75 Jahre Grundgesetz: Klimaschutz in die Verfassung?
Das Bundesverfassungsgericht hat vor drei Jahren in seinem Klimabeschluss klargestellt: Es gibt ein Grundrecht auf Klimaschutz. Dieses Grundrecht steht aber nicht im Grundgesetz. Müsste man es ändern?
Als heute vor 75 Jahren unser Grundgesetz in Kraft trat, stand das Zukunftsthema unserer Zeit noch nicht auf der Agenda: der Klimaschutz. "Klimaschutz ist Demokratieschutz. Wenn wir weiter unser Klima zerstören, dann ist die Folge, dass künftige Generationen weniger über ihr eigenes Leben bestimmen können, sondern sich abstrampeln werden müssen, um unsere üblen Hinterlassenschaften zu bewältigen. Wenn wir heute über unsere Verhältnisse leben, dann fressen wir die Freiheit derer auf, die nach uns kommen", sagt der Justiz-Journalist Ronan Steinke.
Bundesverfassungsgericht: Es gibt ein Grundrecht auf Klimaschutz
Klimaschutz sichere die Freiheit kommender Generationen, so Steinke. Diesen Gedanken schrieb das Bundesverfassungsgericht 2021 in seinen historischen Klimabeschluss. Seitdem ist klar: Es gibt ein Grundrecht auf Klimaschutz. Um dem gerecht zu werden, gibt es Forderungen, den Klima- und Umweltschutz noch viel deutlicher ins Grundgesetz zu schreiben. Zum Beispiel klare ökologische Schranken für die Freiheiten von großen Wirtschaftsunternehmen.
Verfassungsexperten skeptisch bezüglich Grundgesetzänderung
Aber Verfassungsexperten sind haben Zweifel. "Ich bin skeptisch, ob das der richtige Weg ist. Denn das Vertrauen in das Recht, solche großen Herausforderungen zu lösen wie die Klimakrise, ist mir da vielleicht doch etwas zu stark ausgeprägt. Das ist eine originär politische Frage, für die wir politische Mehrheiten brauchen", sagt Alexander Thiele, Jura-Professor aus Berlin. Die Politik könnte ohne Grundgesetzänderung, ohne ein grünes Grundgesetz, schon jetzt mehr Klimaschutz beschließen.
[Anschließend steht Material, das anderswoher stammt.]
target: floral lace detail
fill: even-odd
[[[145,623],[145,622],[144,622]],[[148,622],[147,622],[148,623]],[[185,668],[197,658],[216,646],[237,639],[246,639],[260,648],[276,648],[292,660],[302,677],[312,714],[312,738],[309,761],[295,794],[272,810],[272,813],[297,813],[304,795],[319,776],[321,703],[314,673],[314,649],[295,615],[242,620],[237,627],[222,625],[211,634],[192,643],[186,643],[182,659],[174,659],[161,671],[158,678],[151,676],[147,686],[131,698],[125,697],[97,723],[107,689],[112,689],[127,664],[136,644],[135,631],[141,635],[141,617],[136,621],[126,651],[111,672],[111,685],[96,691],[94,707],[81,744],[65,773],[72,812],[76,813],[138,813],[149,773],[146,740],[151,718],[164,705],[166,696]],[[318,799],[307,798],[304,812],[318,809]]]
Gerichte könnten bestehende Gesetze konsequenter anwenden
Die Justiz - vor allem das oberste deutsche Verwaltungsgericht, das Bundesverwaltungsgericht - könnte die bestehenden Gesetze auch konsequenter anwenden. Es sei aber sehr zurückhaltend, so Rechtsanwältin Roda Verheyen. "Das ist sehr schade", sagt sie. "Das liegt in Deutschland aus meiner Sicht an diesem Paradigma des Bestandsschutzes. Das soll immer alles so weitergehen wie es war. Die Tatsache, dass das Klimaschutzgebot mit Verfassungsrang einen Transformationspfad und damit auch radikale Transformationen bedingt und voraussetzt, das hat sich bei den Gerichten noch überhaupt nicht herumgesprochen – leider!"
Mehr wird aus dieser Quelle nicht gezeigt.